As our day ended, there was still quite some time before our bus came.
We made our way toward the video game center to kill some time.
We played some Pachinko & Coin Machines which are currently all the rage in Japan.
There were also some very “old-skool” video games available!After which, our bus arrived and we had a good sleep on our journey back to Tokyo
It was way past dinner by the time we arrived at Shinjuku station
.We made our way then, to a local Izakaya
in Omoide Yokocho
Omoide Yokocho is a vicarious visit down memory lane.
To enter Omoide Yokocho – is to travel back decades, to the time when life was hard and pleasures were simple. While most of the rest of Tokyo
has been extensively redeveloped several times over, in most areas into the modern city you see today, this pocket of narrow alleys in Shinjuku remains firmly entrenched in the middle of the last century.
The entrance, with its modern illuminated sign, gives little clue as to what lies within. In fact, the first few shops are recent, rebuilt after the area was gutted by a fire. Venture further, though, and the alleys reveal their true colors – well, those that you can actually make out through the smoke and patina from the greasy grills of numerous hole-in-the-wall bars and eateries.This is the place to find those Blade Runner-esque low-life atmospherics that reside in many people’s imagined version of Tokyo/Japan/Asia.

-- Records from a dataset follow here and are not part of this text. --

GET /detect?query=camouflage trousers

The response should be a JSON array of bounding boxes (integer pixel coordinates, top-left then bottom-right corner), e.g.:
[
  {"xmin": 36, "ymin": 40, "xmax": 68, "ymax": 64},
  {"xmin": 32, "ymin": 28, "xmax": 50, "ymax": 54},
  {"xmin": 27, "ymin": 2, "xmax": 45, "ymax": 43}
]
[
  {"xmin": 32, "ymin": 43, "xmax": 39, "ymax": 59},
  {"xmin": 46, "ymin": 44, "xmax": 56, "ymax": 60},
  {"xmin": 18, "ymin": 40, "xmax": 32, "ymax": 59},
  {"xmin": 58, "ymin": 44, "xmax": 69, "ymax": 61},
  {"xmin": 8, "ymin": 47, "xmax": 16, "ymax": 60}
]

It was only a few years ago that this area was rebranded and given the euphemistic name Omoide Yokocho; meaning “Memory Lane”. Before that. it was sometimes referred to as Yakitori Yokocho. But most Tokyoites still know and refer to it by its longstanding nickname, Shomben Yokocho – meaning; “Piss Alley”. This, even though the area now boasts modern restrooms, rather than the dank, cranky facilities of yesterday.Call it what you like, you’ll find this colorful block just outside JR Shinjuku station on east exit for Kabukicho.